One by-product of this concern was the decision to establish, under the Chief Scientist of the period, Sir Douglas Black, an investigation into inequalities in health – quite uncharacteristic of government inquiries of that time, or all times (they tend to be coverups). Black showed the tolerance and breadth of vision to include in his team Peter Townsend, who had been one of the leading outside critics of the government. Thereby, the Black Report brought to this question of inequality the tenacity of purpose which had been displayed by Titmuss in the 1930s. Indeed it was the pupils of Titmuss who were the authors of the Black Report. It was just unfortunate that the political atmosphere of the 1980s did not replicate the mood of humanitarianism and enlightenment which dawned during the darkest days of World War Two and enabled the National Health Service to be established.

I would just end by citing a quotation from Labour and Inequality which helps us to be aware of the dangers of complacency in thinking about this problem.
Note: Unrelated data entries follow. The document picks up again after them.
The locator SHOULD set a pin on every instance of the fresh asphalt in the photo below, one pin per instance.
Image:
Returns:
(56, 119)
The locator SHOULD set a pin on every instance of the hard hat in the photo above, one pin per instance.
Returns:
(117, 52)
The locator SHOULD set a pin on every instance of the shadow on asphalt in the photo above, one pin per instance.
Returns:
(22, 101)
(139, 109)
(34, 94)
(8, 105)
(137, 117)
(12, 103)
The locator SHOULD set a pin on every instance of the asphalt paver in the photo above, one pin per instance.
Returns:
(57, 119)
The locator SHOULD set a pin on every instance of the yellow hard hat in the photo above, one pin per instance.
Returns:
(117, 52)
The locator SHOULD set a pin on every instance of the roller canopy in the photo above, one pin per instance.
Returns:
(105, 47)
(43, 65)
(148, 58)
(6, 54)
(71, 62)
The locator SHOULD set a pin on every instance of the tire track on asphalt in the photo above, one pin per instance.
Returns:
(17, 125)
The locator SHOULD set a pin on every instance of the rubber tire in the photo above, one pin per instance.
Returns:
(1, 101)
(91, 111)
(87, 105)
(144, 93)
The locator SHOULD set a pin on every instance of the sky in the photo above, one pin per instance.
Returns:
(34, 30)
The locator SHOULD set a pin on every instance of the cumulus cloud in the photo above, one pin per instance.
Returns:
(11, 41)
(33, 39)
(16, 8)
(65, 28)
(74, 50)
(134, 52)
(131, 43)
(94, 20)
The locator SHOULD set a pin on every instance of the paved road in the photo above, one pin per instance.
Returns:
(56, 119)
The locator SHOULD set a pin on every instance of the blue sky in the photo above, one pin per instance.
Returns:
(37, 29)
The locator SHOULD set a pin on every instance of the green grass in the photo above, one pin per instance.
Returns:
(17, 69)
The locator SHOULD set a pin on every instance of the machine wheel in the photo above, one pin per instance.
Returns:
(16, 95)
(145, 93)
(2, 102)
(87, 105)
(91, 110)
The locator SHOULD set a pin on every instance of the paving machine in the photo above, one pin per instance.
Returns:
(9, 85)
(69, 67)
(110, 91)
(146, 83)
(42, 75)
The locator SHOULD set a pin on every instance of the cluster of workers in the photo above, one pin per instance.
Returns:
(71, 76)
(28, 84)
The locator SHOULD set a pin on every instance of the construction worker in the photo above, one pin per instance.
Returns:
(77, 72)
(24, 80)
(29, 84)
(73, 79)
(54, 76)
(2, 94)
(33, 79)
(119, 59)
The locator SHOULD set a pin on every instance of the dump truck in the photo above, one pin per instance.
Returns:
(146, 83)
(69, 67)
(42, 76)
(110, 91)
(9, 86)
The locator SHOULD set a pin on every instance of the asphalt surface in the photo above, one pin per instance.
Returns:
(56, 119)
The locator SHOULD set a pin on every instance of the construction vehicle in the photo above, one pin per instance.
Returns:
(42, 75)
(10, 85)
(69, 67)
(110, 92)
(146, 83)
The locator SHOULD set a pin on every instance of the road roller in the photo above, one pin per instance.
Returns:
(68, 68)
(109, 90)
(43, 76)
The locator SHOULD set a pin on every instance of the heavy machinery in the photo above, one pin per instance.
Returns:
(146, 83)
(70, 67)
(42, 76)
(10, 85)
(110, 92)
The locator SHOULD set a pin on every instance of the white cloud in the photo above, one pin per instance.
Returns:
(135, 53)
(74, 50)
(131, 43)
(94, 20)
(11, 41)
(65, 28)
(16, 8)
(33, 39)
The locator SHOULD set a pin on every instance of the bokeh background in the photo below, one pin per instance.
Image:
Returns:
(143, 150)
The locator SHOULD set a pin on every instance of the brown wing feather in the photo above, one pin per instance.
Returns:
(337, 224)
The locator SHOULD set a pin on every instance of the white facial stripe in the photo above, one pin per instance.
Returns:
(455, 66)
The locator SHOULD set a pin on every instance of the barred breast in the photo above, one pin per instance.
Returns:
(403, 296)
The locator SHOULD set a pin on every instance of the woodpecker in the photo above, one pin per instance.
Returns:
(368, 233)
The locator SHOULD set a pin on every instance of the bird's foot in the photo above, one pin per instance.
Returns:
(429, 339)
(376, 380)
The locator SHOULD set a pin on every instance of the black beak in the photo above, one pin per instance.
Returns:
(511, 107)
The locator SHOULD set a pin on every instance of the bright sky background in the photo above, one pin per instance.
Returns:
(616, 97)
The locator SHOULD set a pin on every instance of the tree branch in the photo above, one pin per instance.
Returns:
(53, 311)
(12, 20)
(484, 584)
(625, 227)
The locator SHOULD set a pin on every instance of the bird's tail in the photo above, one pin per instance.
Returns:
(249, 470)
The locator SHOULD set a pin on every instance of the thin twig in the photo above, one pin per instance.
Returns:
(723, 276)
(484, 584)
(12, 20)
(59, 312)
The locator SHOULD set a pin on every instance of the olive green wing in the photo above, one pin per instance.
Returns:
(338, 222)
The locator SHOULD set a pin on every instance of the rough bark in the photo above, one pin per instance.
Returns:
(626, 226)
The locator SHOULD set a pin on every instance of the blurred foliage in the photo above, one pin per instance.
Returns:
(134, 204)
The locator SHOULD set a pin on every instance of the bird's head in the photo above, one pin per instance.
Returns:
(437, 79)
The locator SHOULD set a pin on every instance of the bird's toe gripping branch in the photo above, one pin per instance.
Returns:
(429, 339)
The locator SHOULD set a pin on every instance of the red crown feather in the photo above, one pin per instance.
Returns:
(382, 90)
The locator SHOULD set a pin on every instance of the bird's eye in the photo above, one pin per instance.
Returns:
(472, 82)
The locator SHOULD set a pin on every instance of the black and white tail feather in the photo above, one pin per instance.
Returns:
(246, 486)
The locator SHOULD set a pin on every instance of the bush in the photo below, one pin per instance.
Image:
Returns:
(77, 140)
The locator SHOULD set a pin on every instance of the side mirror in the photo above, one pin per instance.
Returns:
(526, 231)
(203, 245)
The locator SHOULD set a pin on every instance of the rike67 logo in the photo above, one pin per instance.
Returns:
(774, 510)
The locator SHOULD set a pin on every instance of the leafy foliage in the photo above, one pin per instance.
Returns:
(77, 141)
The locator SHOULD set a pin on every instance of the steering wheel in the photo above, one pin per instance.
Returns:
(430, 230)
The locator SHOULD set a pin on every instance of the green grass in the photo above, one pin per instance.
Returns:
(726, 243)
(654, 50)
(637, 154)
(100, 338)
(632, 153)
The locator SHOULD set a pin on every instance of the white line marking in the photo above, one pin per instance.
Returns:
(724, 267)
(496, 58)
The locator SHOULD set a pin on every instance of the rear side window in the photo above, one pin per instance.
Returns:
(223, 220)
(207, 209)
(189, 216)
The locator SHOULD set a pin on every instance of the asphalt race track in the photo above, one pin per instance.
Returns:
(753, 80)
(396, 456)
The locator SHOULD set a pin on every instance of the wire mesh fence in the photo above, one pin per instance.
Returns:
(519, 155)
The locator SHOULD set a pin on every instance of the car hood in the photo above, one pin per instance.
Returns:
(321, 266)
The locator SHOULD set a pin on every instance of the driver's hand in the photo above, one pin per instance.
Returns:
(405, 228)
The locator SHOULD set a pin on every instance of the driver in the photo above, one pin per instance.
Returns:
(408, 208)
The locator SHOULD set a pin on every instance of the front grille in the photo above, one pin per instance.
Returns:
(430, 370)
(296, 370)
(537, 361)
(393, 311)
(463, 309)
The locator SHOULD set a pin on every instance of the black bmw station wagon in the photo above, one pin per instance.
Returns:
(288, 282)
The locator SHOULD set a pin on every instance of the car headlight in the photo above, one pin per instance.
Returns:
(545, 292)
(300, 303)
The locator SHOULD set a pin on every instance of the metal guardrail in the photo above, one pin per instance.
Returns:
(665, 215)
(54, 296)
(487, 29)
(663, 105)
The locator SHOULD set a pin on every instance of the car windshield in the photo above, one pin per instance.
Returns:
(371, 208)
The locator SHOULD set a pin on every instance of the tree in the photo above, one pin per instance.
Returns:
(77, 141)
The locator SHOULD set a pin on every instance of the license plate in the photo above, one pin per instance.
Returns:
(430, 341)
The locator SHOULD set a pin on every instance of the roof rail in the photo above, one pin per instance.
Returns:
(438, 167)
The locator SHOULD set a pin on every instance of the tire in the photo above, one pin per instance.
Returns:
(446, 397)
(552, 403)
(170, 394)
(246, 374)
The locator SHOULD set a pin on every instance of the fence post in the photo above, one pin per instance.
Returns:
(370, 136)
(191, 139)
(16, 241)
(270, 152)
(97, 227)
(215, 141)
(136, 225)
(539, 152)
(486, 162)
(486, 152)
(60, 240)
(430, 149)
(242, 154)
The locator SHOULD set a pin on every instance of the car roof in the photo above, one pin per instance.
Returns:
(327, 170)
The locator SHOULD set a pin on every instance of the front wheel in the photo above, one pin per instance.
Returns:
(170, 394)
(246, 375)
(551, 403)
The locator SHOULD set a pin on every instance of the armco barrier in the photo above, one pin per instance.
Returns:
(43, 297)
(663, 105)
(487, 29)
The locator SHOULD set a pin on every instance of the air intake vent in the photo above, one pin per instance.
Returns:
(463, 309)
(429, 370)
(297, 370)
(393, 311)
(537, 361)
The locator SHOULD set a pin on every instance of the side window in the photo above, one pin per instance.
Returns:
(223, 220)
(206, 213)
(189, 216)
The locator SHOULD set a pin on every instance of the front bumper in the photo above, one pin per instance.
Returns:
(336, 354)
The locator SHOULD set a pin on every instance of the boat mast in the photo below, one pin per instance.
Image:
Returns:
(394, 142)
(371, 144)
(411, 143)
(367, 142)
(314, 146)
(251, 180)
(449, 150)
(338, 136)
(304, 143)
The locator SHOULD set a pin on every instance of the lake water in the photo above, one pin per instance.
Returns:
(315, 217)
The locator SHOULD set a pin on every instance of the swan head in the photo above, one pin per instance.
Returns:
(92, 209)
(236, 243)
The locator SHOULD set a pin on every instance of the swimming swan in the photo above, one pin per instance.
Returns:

Looking back on the 1960s the editors concluded that the Labour government seemed “to show little awareness that there were problems at all”. At the least, constant vigilance was needed to ensure that the NHS was truly national. They were forced to accept that the problem of inequality had been seriously underestimated by the Labour governments up to 1970. This error was to some extent corrected in the 1970s but effective action was precluded by the economic crisis of the time and other problems confronting the NHS, some of them of the Labour government’s own making. Of course we will look back on the 1980s as wasted years, and even perhaps as a return to the situation of the 1930s. Inequality therefore remains a major challenge to the next Labour government and it is important for the success in this central mission that the Labour government should display a leadership of the kind provided by Aneurin Bevan at the beginning of the National Health Service.